Peter actually grew up in the area, so he had bits of local knowledge. When he realized where we were going to spend the night, he got super excited, because there was a restaurant that he and his mom used to love going to once in a while, the Harris Crab House. So, of course, we got takeout, and Peter, with a bottomless stomach, decided to get pretty much everything on the menu, so we ate like kings for the evening.
The next day, the winds had died down and we were expecting a few days of calm weather to enjoy. After sleeping in, we headed not too far north to a nice-looking spot at Hart’s Point. It’s a little inlet with a marina inside, and a shallow spot with several anchorages marked on Navionics with good reviews. We set up at one of the anchorages with a bunch of reviews, and didn’t really think too hard about it, but as the sun went down realized that, on the north end of our anchor swing, we were pretty near the middle of the channel. Fortunately, only two boats came by all evening, but we felt a little bad about it. Lesson learned.

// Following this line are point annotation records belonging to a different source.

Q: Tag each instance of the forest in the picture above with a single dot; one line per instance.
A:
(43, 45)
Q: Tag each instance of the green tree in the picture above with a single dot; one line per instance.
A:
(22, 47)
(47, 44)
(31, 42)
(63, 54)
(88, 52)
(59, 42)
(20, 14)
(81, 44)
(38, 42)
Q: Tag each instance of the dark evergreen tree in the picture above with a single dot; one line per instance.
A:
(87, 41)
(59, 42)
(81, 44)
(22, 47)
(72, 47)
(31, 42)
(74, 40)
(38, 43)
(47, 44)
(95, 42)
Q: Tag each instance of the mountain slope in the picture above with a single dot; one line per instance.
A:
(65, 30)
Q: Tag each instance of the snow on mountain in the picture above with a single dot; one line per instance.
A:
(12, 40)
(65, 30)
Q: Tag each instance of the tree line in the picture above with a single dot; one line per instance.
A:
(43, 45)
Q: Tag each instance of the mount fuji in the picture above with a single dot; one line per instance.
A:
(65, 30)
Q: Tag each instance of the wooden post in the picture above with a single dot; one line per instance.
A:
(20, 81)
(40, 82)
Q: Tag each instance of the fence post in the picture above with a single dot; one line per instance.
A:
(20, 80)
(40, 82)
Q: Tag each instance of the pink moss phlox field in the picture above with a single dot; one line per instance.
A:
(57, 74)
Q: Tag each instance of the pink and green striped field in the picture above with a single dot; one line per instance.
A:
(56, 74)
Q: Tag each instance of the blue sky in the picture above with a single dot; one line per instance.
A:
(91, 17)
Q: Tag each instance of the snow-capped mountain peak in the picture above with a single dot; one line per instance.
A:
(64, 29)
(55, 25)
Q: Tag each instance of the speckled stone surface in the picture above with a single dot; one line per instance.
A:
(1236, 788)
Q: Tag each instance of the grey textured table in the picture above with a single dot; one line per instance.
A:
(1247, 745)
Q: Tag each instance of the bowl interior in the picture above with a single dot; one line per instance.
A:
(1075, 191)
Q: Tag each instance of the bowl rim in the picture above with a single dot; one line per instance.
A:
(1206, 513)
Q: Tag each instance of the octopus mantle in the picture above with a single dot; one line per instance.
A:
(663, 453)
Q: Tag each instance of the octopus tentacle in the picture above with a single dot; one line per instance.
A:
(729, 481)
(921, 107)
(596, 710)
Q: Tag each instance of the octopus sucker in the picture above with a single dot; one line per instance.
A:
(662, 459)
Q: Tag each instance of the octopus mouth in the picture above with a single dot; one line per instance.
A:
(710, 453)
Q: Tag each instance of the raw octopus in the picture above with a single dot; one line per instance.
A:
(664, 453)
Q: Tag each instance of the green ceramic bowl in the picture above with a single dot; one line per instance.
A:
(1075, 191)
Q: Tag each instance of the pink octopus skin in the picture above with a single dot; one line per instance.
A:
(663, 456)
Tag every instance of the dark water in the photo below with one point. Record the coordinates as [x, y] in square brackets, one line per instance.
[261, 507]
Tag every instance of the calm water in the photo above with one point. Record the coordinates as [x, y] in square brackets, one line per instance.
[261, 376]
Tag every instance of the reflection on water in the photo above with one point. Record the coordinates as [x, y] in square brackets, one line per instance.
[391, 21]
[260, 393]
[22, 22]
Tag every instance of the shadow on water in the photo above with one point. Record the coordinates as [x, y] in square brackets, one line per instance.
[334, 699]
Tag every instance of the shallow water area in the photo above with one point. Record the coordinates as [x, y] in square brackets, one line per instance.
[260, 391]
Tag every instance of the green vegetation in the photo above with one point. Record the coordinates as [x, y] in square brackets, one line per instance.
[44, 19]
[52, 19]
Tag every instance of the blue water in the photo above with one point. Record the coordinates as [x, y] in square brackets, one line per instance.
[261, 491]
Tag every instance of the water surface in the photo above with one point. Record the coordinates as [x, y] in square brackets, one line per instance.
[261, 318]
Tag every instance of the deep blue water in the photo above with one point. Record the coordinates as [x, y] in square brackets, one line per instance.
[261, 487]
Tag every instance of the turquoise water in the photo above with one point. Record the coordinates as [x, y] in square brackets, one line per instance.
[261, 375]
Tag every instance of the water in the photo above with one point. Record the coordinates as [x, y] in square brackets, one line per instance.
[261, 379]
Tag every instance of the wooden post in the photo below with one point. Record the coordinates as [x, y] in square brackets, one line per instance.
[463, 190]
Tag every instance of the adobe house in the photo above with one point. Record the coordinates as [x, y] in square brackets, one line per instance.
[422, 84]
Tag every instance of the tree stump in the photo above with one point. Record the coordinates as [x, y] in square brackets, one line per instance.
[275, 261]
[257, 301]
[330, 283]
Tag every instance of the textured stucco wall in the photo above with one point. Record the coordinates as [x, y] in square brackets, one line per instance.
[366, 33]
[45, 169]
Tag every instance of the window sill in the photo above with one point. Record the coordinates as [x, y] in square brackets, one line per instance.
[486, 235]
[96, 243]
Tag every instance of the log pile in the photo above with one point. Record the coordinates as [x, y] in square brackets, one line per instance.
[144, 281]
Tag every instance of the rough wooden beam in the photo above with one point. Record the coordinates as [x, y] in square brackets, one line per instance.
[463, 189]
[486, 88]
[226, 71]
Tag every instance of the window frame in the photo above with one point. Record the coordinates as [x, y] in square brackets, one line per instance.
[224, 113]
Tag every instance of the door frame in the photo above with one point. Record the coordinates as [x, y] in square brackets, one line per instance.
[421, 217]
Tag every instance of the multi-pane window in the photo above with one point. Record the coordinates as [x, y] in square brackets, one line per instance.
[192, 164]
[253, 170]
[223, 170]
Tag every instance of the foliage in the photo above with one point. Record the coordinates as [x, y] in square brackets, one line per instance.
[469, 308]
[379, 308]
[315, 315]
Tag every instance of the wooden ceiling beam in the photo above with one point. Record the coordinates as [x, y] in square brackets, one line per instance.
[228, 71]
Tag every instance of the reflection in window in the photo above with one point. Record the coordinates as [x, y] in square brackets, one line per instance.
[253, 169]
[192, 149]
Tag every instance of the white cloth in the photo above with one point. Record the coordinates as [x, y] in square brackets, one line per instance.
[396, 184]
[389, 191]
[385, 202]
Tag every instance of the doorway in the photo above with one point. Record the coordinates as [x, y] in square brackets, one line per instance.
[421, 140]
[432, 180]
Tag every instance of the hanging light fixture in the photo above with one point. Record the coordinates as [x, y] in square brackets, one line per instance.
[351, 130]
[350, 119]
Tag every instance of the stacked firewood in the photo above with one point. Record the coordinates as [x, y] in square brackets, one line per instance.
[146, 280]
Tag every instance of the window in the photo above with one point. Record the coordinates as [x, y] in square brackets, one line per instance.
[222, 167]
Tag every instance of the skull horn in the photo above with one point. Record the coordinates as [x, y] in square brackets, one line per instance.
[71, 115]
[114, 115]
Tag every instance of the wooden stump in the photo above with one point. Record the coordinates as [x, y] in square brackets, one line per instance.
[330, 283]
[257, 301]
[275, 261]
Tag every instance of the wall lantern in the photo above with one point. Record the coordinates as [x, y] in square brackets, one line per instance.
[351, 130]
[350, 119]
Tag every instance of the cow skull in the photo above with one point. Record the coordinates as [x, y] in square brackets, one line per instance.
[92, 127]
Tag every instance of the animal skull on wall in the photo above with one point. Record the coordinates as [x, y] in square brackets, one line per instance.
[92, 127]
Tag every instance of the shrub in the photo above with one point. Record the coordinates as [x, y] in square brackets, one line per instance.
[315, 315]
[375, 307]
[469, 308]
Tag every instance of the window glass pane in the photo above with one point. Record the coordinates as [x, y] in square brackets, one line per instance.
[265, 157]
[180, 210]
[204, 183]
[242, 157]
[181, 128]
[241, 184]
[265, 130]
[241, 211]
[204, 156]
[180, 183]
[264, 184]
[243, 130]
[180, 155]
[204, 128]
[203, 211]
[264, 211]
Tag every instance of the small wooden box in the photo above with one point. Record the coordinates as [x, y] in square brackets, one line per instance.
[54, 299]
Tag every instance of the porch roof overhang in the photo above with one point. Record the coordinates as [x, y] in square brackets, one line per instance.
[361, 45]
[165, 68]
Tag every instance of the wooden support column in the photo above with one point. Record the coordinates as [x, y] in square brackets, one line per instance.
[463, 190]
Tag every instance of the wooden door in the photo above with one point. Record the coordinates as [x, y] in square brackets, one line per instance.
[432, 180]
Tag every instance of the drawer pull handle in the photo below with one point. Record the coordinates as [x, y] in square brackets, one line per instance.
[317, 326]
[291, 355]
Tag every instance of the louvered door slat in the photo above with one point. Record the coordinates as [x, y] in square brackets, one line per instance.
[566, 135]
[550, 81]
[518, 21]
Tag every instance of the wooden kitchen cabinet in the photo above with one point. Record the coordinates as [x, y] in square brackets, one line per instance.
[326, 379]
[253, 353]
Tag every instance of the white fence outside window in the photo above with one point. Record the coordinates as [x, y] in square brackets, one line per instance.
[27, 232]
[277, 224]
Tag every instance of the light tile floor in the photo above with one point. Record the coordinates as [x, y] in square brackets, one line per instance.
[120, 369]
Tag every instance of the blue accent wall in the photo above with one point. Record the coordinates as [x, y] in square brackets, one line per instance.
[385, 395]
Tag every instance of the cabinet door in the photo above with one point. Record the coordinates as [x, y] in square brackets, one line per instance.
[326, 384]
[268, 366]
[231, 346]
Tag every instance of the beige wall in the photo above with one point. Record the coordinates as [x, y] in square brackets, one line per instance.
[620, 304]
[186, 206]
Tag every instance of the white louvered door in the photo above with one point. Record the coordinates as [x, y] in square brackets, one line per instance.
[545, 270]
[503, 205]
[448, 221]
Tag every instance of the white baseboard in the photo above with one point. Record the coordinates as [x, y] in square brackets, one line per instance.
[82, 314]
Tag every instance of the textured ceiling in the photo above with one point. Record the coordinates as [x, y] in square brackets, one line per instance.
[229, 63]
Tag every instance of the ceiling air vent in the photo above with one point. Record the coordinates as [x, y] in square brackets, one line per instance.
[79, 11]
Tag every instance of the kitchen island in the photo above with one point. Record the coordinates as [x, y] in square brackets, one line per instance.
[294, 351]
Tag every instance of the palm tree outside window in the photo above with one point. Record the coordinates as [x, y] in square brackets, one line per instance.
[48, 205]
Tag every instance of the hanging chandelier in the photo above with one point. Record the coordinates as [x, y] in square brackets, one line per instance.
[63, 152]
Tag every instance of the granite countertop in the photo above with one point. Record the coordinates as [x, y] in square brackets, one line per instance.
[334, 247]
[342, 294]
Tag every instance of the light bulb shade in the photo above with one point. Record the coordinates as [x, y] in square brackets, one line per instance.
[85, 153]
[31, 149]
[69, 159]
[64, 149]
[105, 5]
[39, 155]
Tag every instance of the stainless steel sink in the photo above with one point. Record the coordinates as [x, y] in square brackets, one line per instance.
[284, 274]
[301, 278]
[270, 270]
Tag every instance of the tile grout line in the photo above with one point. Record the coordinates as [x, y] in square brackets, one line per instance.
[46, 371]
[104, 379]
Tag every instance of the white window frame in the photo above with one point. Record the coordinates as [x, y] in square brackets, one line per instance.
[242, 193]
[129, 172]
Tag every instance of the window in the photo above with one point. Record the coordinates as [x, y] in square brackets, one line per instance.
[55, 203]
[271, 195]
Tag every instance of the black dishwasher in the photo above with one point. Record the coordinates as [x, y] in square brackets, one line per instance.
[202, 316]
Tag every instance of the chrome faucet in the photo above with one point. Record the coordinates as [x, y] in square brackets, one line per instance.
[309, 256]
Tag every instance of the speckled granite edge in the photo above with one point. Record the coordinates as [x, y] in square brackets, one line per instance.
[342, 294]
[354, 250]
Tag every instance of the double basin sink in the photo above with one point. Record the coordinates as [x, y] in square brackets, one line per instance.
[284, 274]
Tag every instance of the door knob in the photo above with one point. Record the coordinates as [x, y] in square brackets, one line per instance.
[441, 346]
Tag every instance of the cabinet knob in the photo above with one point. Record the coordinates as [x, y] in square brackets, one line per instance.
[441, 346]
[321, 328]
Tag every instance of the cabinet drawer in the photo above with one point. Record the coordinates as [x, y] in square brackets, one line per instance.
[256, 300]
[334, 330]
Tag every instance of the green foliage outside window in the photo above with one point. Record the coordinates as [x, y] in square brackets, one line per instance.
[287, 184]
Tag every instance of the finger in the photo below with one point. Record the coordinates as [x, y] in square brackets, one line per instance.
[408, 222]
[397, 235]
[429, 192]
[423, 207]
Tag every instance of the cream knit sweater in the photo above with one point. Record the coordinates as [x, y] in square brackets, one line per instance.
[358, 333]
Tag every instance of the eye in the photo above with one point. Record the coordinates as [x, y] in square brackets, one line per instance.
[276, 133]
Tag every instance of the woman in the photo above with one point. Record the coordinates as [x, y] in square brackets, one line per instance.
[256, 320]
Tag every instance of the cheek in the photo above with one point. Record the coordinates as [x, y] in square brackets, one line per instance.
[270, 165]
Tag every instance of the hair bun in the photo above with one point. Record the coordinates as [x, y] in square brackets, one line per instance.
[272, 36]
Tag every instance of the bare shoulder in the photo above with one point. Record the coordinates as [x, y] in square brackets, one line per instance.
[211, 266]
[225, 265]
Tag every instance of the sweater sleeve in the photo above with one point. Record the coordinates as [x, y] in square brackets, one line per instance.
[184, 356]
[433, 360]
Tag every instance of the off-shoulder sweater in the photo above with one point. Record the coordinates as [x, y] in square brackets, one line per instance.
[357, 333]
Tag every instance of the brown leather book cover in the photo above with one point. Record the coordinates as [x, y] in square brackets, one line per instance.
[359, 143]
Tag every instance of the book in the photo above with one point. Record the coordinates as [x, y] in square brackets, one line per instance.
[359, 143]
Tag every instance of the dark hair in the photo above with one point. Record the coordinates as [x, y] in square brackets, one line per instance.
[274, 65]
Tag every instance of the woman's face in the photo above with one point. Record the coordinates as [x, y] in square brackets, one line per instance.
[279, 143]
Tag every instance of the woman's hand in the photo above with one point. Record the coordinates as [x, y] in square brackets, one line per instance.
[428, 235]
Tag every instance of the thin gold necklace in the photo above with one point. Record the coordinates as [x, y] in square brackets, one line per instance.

We’d found a nice looking spot on the Sassafras River for the next day, so we wandered up there in the morning. We had another fun incident of checking internet like a half mile from our anchorage spot, it looking good, setting up anchor, and realizing the internet is unworkably bad. We then moved north 3/4 of a mile and had great internet. At least that anchorage was also solid, with plenty of swing room, and still quite a pretty spot, so it worked out.
We ended up spending two nights here, because it was way better than our original plan’s next spot looked like it would be. We had a great sunset dinghy ride way up the river to Fredericktown together, saw lots of wildlife, and by and large had a lovely couple of days there with mild weather.
All good things come to an end, and we headed up to Chesapeake City for our last night as a group. There’s a man-made canal that connects the Chesapeake Bay with the Delaware River, the C+D Canal. About 1/3 of the way down the canal is this little “city”, which is one of those moment-in-time places. Cute little 2 by 2 block “downtown” area, big grassy park with open mic gazebo by the water, ice cream shop, the works. There’s a free first-come-first-serve dock for a few boats, with a 24-hour limit, so we spent one night there, and got a delicious take-out meal at the Inn on the water, which was definitely the happening place to be on a Friday night. Boats coming in and out all night, chock full of people partying. It was a bit different from the people working the Inn, who all had masks, and had the most pristine organization we’d yet seen for distancing, one way people-movement, and order pickup.
In the evening, after dinner, I did my usual engine checks, and noticed some coolant leaking under the starboard motor. Some quick checks later, and I found that it was actually the exact same failure as we’d had on the port motor several weeks prior, a leaking coolant water pump. Fortunately, I’d gotten two new ones when the last one failed (since things tend to fail in pairs), so I had one ready to go. Peter was a champ and helped me out with the change for several hours. It all went fairly uneventfully.
In the morning, Peter took an Uber to the airport and headed home, and we moved to the center of the inlet to the anchorage to spend one more night there.